Study Finds Many Treatments for Back Pain Ineffective

By Pat Anson, Editor

Lower back pain is the world’s leading cause of disability, affecting about 540 million people at any given time. With so many people suffering, you'd think there would be a consensus on the best way to treat or at least manage low back pain.

And you'd be wrong.

In a series of reviews appearing in The Lancet medical journal, an international team of researchers found that low back pain is usually treated with bad advice, inappropriate tests, risky surgeries and painkillers -- often against treatment guidelines.

“The majority of cases of low back pain respond to simple physical and psychological therapies that keep people active and enable them to stay at work,” says lead author Professor Rachelle Buchbinder of Monash University in Australia. “Often, however, it is more aggressive treatments of dubious benefit that are promoted and reimbursed.”

Buchbinder and her colleagues say low back pain is best managed in primary care, with the first line of treatment being education and advice to exercise, stay active and continue to work. Instead, a high number of low back pain patients are treated in emergency rooms, encouraged to rest and stop work, referred for scans or surgery, and prescribed painkillers.

“In many countries, painkillers that have limited positive effect are routinely prescribed for low back pain, with very little emphasis on interventions that are evidence based such as exercises," adds co-author Professor Nadine Foster of Keele University in the UK.

"As lower-income countries respond to this rapidly rising cause of disability, it is critical that they avoid the waste that these misguided practices entail."
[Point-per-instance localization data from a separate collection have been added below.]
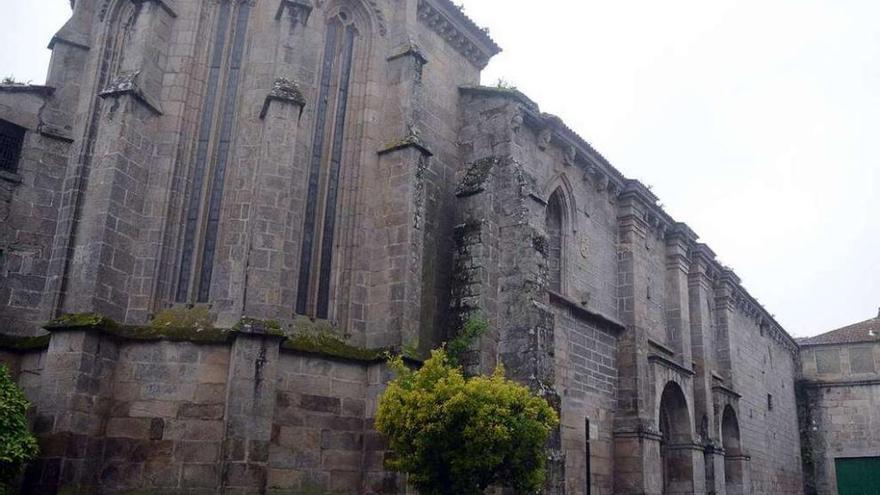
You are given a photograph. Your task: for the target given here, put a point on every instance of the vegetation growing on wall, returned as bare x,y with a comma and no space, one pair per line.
17,445
458,435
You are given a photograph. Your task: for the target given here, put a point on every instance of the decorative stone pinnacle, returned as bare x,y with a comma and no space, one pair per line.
283,90
126,83
300,10
410,49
Low back pain mostly affects adults of working age in lower socioeconomic groups. People with physically demanding jobs, physical and mental comorbidities, smokers, and obese individuals are at greatest risk of reporting low back pain. 

Most people with new episodes of low back pain recover quickly, but recurrences are common. It’s also important to rule out more serious causes of back pain, such as cancer, arthritis and spinal fractures. In a small proportion of people, low back pain can become chronic and disabling.

The Lancet authors say patients should avoid harmful and useless treatments, and doctors need to address widespread misconceptions about their effectiveness. For example, there is limited evidence to support the use of opioids for low back pain, and epidural steroid injections and acetaminophen (paracetamol) are not recommended at all.

The authors recommend counseling, exercise and cognitive behavioral therapy as first-line treatments for short-term low back pain, followed by spinal manipulation, massage, acupuncture, meditation and yoga as second line treatments.

“Millions of people across the world are getting the wrong care for low back pain. Protection of the public from unproven or harmful approaches to managing low back pain requires that governments and health-care leaders tackle entrenched and counterproductive reimbursement strategies, vested interests, and financial and professional incentives that maintain the status quo,” said co-author Professor Jan Hartvigsen of University of Southern Denmark.

“Funders should pay only for high-value care, stop funding ineffective or harmful tests and treatments, and importantly intensify research into prevention, better tests and better treatments.”

The findings in The Lancet series are similar to those reported in other medical journals. A 2016 study published in JAMA Internal Medicine found that regular exercise and education reduce the risk of developing lower back pain by as much as 45 percent.

Another study in JAMA found that opioid medication provides only modest short-term relief for low back pain. Previous studies published in the British Medical Journal and The Lancet also found little evidence that acetaminophen was effective in treating low back pain.